Wczoraj zeznania składali kolejni świadkowie, m.in. biegła rewident, która zajmowała się księgowością Grupy Przemysłowej. Zdaniem prokuratury prezesi stoczni mieli pełnić podwójne
role - z jednej strony byli współwłaścicielami tej zależnej od holdingu spółki i zasiadali w jej organach statutowych. Z drugiej, w Porcie Holding piastowali kierownicze stanowiska, będąc na kontraktach
menedżerskich. Podejmowali także działania zmierzające do osiągnięcia przez GP zysku kosztem holdingu i chcieli, aby zobowiązania tej spółki były spłacane ze środków finansowych stoczniowego holdingu.
- Grupa Przemysłowa przed 1999 r. nie prowadziła działalności, czyli np. sprzedaży lub usług Nie osiągała żadnych dochodów. Po 1999 r. zajmowała się obrotem kapitałowym i z tego tytułu uzyskała dochody.
Ale zgodnie z przepisami. Osiągnęła także przychód z tytułu dywidendy od holdingu. Raz ponad milion złotych, a drugi raz ponad 700 tys. zł. Wszystkie pieniądze, które spółka otrzymywała przeznaczano na
bieżącą działalność - mówiła biegła rewident
Dodała, że środki te były także przeznaczane na zakup i sprzedaż akcji oraz udziałów w innych spółkach, np. Porcie Holding, Porcie Petrol, Centromorze,
Porcie Eko Cynk
- Grupa Przemysłowa uzyskiwała dodatnie wyniki finansowe z prowadzonych operacji kapitałowych. Kiedyś były takie, że zapłaciła urzędowi skarbowemu 5 mln zł podatku. Było to związane z
wprowadzeniem aportu do spółki Kulice Golf & Country Club. GP świadczyła pewne usługi na rzecz holdingu, np. prowadziła negocjacje na ich rzecz. Z tego tytułu również miała przychody - zeznała
biegła.
- Kiedy wybuchła cała sprawa zarządu stoczni, wiele mówiło się o wyprowadzaniu majątku ze spółki. Czy może pani coś powiedzieć na ten temat? - pytał sąd.

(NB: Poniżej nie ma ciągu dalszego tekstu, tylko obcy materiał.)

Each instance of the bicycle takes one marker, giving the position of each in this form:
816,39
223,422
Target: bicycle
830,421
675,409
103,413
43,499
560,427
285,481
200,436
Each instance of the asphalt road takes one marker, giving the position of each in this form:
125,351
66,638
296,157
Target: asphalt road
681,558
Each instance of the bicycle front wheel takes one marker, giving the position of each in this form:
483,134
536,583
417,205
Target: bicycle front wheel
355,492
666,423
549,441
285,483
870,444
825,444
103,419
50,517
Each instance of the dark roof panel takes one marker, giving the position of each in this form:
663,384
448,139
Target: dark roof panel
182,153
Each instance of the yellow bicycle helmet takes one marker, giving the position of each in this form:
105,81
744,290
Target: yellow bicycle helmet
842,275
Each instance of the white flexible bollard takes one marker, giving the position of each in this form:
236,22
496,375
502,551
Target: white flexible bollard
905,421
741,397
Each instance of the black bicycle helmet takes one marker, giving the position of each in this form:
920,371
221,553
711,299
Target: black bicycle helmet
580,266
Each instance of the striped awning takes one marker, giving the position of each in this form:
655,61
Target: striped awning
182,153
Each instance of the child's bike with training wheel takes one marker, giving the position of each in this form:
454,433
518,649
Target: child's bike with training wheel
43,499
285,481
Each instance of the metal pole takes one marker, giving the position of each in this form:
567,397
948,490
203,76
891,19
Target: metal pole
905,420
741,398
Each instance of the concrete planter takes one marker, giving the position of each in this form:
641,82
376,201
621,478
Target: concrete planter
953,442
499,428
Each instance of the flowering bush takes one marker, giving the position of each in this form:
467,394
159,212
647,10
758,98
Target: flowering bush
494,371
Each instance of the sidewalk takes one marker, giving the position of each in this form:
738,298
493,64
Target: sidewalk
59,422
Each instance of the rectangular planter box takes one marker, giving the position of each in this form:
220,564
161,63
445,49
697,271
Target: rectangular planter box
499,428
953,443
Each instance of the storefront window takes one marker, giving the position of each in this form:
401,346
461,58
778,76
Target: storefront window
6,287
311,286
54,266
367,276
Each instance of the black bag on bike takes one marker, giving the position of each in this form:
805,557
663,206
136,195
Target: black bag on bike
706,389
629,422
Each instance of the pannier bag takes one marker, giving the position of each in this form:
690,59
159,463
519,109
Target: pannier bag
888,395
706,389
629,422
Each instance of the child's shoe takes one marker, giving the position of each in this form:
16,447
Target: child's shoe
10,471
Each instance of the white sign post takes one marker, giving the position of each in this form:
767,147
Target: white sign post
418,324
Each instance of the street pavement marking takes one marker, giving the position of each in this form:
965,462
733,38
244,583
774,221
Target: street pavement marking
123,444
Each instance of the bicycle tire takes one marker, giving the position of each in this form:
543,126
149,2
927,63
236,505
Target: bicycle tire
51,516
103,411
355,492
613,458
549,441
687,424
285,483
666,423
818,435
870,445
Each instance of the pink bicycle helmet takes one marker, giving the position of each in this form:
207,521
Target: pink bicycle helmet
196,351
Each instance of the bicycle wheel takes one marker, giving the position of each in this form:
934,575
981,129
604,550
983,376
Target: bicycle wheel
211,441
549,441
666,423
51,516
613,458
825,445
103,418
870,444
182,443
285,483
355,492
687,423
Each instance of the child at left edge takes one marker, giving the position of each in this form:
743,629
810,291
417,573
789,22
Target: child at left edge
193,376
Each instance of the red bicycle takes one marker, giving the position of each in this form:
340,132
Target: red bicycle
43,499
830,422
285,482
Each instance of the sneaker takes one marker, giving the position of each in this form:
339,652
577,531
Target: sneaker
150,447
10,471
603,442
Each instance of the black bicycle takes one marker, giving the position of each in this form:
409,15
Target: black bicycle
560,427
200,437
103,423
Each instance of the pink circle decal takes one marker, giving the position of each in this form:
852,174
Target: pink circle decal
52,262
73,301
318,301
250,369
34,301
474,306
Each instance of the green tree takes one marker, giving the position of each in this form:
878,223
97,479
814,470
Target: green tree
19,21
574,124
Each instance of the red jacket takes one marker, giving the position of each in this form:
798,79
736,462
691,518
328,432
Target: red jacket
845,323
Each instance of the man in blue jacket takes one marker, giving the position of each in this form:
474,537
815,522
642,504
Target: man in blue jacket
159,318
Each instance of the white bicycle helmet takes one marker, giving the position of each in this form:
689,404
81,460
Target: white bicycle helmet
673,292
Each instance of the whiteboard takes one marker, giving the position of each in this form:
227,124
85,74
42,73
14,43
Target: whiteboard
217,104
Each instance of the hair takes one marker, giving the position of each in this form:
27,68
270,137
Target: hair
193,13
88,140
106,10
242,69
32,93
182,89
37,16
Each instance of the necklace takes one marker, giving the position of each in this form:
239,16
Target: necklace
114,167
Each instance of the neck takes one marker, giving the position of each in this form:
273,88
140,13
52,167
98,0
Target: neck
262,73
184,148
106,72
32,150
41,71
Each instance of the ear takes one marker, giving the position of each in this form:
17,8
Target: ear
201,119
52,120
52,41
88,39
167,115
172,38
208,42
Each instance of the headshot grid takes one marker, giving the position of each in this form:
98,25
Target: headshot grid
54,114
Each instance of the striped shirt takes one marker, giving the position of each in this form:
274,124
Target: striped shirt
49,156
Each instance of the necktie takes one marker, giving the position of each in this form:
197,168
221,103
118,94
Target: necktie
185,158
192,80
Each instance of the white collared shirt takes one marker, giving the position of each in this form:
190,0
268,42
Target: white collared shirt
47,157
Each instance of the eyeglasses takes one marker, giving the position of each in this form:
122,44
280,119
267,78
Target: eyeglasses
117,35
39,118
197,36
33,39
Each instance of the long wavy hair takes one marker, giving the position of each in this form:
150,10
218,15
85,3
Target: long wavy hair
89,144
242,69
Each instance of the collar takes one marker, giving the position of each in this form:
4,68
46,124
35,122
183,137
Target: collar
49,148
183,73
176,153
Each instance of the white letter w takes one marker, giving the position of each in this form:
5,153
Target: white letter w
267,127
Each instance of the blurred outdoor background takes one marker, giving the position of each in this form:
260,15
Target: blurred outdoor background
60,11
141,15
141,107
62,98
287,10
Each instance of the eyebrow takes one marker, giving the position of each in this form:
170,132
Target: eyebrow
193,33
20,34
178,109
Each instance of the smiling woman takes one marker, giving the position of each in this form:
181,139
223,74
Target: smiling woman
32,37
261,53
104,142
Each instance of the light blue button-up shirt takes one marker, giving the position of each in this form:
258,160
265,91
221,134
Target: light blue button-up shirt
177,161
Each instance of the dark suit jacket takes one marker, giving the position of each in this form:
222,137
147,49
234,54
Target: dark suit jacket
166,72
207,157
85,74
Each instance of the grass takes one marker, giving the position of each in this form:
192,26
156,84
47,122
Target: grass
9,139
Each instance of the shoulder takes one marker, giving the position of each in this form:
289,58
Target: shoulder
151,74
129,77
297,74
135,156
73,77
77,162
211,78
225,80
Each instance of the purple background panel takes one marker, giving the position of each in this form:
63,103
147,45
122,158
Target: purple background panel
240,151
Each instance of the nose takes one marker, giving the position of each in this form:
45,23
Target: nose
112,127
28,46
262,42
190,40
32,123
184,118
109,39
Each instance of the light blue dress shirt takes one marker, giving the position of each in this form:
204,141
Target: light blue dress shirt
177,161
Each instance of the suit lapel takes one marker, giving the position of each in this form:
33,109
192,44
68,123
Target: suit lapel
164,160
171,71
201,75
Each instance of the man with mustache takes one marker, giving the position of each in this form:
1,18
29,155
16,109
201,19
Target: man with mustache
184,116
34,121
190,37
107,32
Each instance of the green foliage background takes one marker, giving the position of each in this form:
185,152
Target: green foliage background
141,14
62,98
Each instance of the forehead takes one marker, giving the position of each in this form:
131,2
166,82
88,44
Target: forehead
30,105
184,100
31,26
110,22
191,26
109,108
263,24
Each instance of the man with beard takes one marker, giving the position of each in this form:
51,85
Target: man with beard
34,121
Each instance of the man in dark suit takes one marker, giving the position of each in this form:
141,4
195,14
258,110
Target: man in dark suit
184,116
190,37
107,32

- Moim zdaniem oraz tych co
prowadzili kontrole, nie było żadnego wyprowadzenia majątku, wyprowadzenia żadnych środków. Nie było wypłat na rzecz udziałowców lub akcjonariuszy spółki - zapewniała świadek. - Zresztą po aresztowaniu
członków zarządu holdingu swoją kontrolę przeprowadził UKS. Nie ujawniono żadnych nieprawidłowości.
W przyszłym tygodniu będą zeznawali kolejni świadkowie. Na ławie oskarżonych zasiada siedmiu byłych
członków zarządu stoczniowego holdingu, w tym eksprezes firmy i jeden z wiceprezesów - były wojewoda szczeciński. Zdaniem prokuratury, zarząd przekroczył swoje uprawnienia i nie dopełnił obowiązków w
latach 1999-2000, czym naraził Stocznię Szczecińską Porta Holding na szkodę w wysokości ponad 68 mln zł.
Prezesi nie przyznają się do zarzucanych im czynów. Grozi im od roku do 10 lat więzienia.